Advice here are a few good rules that should help those just getting their feet wet with Internet dating and also those who may have been using a service but haven’t gotten the kind of results they’d hoped for.
⦁ All Internet dating sites are not created equal. Just like bars or clubs, different sites tend to attract different types of people, but that isn’t often obvious until you’ve read a number of profiles.
⦁ Make sure your profile serves you well. You want your profile to reflect your best self, so invest the time to make it well written and lively. Also take the time to get a good photo of yourself. A survey commissioned by ThirdAgePersonals.com asked, “When looking at someone’s online profile, what makes you want to contact them?” Men rated a great smile, a good sense of humour, and a good figure/physique as the top three turn-ons. For women, a good sense of humour and similar taste in music, movies, books, etc. took the top two spots, with strong family values and a great smile sharing third place. When it came to turn-offs, both men and women listed people looking to cheat, negative attitudes, couch potatoes and poor spelling or grammar as the worst offenses. And regarding the photo, the survey found that weight matters more to men than women; tacky clothes and a bad haircut matter more to women than men.
⦁ Be honest when creating your own profile, and keep your radar up when reading others’. Many, many people have told me that when they finally meet someone they’ve been writing to, they find that person misrepresented him- or herself. Men seem to be the greater culprits in this regard. One woman I spoke with spent several weeks e-mailing with a man who claimed to be 40, but when they finally met he was closer to 60. His explanation? “Younger women didn’t write to me when I put my real age.” Well, duh! When reading others’ profiles (and their e-mails, if you start to correspond), imagine you’re reading their resume. Does anything read strangely? Any mysterious gaps? Does anything just give you a funny feeling about the person? As for creating your own profile, resist the urge to punch up your image. Instead, just say who you are and what you’re looking for in life. After all, you want someone who’ll be attracted to you, not to some mythical person you’ve invented.
⦁ Save yourself from your own imagination: Make a date as soon as you decide you might like someone. Often, people will e-mail for weeks before one of them suggests a face-to-face meeting, and during that time they can build up mental images of each other that bear no resemblance to the real people. As I said above, a dr ed.com person’s appearance, body language, facial expressions and tone of voice are the real primal elements of attraction, not whether your taste in movies and books match. So, when you meet someone online and feel a twinge of attraction, act. Ask the person for a drink or coffee, or to dinner if you’ve developed a particularly good connection. Consider this part of the first simple rule I’ve written about before: “Arrange dinner or an outing once a week.” (Caveat: Because Internet dates are essentially blind dates, but without common friends who could vouch for the other person, it’s wise to err on the side of caution, especially if you’re a woman. Arrange your first encounter at a public place like a cafe, and don’t accept a lift home until you’ve gotten to know the person well.)

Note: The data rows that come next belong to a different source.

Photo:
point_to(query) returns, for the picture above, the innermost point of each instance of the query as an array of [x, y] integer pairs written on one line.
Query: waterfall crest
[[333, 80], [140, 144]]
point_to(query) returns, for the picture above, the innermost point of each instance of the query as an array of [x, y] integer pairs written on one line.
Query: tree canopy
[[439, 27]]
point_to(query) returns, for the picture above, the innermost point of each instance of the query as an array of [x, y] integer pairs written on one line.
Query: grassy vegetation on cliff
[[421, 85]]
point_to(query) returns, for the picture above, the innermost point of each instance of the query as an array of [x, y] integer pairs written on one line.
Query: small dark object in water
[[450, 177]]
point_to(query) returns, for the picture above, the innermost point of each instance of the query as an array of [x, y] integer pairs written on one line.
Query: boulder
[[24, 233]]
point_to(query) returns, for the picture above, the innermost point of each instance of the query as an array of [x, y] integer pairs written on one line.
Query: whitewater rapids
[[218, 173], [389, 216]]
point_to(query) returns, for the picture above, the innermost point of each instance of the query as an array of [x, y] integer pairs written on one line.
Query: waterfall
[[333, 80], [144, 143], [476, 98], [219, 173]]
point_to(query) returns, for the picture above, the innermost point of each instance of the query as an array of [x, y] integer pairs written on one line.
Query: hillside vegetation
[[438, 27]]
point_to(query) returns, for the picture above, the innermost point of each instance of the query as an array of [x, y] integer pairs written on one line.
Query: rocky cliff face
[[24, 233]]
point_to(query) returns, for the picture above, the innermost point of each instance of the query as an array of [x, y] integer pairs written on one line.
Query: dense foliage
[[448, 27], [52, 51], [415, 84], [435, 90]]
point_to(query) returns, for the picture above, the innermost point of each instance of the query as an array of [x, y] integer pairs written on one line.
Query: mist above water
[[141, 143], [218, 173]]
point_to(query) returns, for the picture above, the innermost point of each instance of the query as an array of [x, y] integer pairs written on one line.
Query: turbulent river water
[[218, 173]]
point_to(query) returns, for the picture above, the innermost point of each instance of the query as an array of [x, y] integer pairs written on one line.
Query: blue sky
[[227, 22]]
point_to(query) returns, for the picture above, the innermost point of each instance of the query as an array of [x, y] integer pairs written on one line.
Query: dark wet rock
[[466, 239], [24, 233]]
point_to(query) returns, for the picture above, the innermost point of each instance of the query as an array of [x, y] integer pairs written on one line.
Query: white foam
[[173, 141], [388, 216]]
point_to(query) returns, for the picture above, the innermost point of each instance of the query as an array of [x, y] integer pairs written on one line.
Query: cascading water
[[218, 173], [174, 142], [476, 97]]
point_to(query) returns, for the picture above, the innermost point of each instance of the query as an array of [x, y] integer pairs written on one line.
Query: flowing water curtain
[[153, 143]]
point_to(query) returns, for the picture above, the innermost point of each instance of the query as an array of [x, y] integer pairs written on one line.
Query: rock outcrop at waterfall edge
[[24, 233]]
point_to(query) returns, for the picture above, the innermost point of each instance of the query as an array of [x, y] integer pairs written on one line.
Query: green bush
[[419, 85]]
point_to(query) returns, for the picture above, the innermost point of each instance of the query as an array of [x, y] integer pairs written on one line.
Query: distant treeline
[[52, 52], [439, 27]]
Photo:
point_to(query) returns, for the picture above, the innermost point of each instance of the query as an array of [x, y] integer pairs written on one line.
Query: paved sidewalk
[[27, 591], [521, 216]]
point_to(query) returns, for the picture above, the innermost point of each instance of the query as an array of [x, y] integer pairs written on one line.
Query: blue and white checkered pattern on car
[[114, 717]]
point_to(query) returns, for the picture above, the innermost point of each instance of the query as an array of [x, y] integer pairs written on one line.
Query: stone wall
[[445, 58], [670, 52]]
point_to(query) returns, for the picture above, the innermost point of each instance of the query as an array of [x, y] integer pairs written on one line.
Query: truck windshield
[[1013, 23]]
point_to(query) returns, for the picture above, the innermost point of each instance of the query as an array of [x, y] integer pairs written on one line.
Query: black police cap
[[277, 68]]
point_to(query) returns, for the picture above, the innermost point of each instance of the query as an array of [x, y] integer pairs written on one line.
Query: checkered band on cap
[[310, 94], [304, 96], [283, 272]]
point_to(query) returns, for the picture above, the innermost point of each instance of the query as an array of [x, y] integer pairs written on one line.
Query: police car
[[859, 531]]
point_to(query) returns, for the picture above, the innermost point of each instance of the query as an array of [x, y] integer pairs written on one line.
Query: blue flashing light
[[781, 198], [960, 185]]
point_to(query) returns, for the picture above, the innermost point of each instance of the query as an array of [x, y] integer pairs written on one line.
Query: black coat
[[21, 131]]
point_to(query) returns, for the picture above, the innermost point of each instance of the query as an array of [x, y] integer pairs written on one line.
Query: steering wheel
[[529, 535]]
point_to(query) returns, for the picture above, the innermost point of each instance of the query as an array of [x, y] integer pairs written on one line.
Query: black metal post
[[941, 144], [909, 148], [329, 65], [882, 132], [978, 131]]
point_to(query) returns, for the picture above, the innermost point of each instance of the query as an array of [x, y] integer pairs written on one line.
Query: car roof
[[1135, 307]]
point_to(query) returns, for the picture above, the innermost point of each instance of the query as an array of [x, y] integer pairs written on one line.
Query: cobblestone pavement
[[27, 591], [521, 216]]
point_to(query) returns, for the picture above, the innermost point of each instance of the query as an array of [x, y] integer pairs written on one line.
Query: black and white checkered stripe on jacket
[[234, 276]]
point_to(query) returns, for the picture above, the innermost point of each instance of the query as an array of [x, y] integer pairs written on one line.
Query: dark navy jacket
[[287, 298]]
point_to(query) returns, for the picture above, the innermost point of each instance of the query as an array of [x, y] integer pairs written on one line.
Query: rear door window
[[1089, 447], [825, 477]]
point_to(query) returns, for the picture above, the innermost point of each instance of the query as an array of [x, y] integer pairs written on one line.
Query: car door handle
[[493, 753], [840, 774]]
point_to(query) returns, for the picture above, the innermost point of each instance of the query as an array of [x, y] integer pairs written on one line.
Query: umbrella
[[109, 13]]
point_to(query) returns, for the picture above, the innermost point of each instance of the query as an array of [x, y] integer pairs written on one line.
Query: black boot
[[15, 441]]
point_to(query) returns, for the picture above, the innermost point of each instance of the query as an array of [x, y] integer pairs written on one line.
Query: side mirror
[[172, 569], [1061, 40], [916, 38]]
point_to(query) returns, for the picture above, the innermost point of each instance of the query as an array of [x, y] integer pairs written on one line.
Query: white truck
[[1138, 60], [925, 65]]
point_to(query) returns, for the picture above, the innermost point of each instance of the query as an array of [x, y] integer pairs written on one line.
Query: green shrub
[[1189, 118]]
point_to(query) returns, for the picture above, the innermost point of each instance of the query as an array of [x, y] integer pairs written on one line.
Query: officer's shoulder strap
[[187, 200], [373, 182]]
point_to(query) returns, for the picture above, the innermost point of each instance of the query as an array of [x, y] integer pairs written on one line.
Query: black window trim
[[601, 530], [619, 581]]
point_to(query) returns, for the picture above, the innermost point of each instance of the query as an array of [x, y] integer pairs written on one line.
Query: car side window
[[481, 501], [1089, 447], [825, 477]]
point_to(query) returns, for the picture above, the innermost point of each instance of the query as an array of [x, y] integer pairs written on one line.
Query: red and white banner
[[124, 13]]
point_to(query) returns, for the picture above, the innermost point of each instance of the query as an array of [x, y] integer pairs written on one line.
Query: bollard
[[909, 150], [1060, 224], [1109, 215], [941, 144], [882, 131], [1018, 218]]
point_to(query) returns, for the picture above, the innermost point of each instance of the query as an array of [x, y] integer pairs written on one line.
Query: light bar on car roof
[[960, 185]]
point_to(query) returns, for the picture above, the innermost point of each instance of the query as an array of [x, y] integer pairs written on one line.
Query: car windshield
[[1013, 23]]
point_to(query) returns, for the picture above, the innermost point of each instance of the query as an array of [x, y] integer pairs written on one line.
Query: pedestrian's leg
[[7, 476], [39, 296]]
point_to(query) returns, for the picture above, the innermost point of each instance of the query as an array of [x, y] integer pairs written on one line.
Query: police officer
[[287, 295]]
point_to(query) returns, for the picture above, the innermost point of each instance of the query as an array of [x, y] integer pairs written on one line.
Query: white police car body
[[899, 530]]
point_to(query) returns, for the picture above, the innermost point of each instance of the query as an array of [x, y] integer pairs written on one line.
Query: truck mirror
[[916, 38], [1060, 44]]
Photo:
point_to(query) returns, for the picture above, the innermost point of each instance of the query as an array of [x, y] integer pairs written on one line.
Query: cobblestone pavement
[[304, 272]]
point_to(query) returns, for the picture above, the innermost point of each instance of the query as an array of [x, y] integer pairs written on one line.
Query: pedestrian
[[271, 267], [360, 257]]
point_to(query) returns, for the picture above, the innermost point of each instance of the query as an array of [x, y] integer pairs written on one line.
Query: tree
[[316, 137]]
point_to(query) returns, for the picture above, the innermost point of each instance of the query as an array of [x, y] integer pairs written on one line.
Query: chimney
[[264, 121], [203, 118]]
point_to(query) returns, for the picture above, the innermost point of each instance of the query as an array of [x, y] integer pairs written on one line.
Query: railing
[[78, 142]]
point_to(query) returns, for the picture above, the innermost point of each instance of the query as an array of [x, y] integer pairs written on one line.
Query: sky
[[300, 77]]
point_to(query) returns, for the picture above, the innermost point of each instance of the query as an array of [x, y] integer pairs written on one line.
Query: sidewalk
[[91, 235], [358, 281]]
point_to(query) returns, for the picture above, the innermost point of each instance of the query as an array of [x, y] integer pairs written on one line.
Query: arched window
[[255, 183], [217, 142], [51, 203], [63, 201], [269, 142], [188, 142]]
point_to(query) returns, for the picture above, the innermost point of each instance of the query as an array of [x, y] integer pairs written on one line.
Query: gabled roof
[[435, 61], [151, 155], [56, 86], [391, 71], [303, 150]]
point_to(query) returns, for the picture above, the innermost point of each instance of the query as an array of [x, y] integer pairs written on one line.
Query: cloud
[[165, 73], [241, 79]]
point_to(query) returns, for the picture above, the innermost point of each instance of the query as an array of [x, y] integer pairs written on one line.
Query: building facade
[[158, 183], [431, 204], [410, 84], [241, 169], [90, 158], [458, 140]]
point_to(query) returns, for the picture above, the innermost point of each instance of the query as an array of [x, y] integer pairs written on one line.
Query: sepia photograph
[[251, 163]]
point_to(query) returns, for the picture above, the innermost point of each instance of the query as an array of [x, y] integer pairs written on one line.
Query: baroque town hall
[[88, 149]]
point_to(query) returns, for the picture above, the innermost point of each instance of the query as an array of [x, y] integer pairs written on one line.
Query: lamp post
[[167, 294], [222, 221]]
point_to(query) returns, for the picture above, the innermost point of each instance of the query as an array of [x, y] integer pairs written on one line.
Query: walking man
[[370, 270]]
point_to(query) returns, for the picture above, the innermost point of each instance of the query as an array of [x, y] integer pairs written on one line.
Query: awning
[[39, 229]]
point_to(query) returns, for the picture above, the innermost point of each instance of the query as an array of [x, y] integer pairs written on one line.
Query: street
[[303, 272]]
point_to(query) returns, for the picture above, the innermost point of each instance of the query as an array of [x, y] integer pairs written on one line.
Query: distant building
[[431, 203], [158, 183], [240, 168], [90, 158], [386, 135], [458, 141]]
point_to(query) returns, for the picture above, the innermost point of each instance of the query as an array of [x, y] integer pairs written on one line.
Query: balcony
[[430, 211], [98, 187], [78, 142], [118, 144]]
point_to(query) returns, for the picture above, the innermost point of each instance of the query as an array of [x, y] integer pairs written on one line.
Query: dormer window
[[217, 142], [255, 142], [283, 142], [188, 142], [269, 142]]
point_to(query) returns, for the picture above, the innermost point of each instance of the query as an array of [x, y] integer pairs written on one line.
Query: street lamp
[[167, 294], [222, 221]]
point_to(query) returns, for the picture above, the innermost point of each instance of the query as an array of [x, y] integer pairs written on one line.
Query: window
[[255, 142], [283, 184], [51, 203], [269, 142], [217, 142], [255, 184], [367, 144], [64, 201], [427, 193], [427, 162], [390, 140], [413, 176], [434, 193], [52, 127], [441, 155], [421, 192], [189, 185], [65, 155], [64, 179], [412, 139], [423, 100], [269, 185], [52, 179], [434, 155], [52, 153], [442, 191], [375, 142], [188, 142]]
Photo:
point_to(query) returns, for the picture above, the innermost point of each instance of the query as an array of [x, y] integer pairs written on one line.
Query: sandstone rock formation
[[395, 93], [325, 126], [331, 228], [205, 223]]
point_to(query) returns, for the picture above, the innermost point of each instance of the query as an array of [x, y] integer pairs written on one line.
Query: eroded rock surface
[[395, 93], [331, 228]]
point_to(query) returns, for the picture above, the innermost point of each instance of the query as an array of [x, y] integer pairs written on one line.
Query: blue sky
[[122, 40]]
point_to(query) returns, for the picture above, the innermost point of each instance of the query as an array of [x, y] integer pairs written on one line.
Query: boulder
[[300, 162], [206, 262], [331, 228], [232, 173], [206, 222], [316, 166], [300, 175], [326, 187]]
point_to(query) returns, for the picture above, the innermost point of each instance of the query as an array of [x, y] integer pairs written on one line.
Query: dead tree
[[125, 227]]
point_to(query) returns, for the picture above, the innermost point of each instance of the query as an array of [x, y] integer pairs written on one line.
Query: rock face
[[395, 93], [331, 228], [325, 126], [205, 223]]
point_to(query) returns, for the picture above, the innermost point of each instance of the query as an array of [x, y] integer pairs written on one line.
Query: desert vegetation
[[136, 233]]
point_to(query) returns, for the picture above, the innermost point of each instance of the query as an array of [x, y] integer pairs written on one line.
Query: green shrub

⦁ Don’t fall into window-shopper syndrome. When you do a search and find 800 possible matches, it’s very easy to start collecting people in your favourite’s folder, then end up never writing to any of them. Be bold: When you see someone whom you think you’d like to meet, write to him or her immediately. All it takes is a few sentences, because they’ll be able to read your online profile to get the bigger picture. And remember, not everyone you write to will write back, just as you probably won’t respond to everyone who writes to you. As in the real world, your odds of meeting people improve the more you put yourself out there.
⦁ Practice discretion. Don’t reveal your full name, phone number or address in the early stages of a relationship. Do not give out your personal email address.
⦁ BE PERSISTENT! BE PATIENT! BE PERSISTENT! BE PATIENT! It takes time!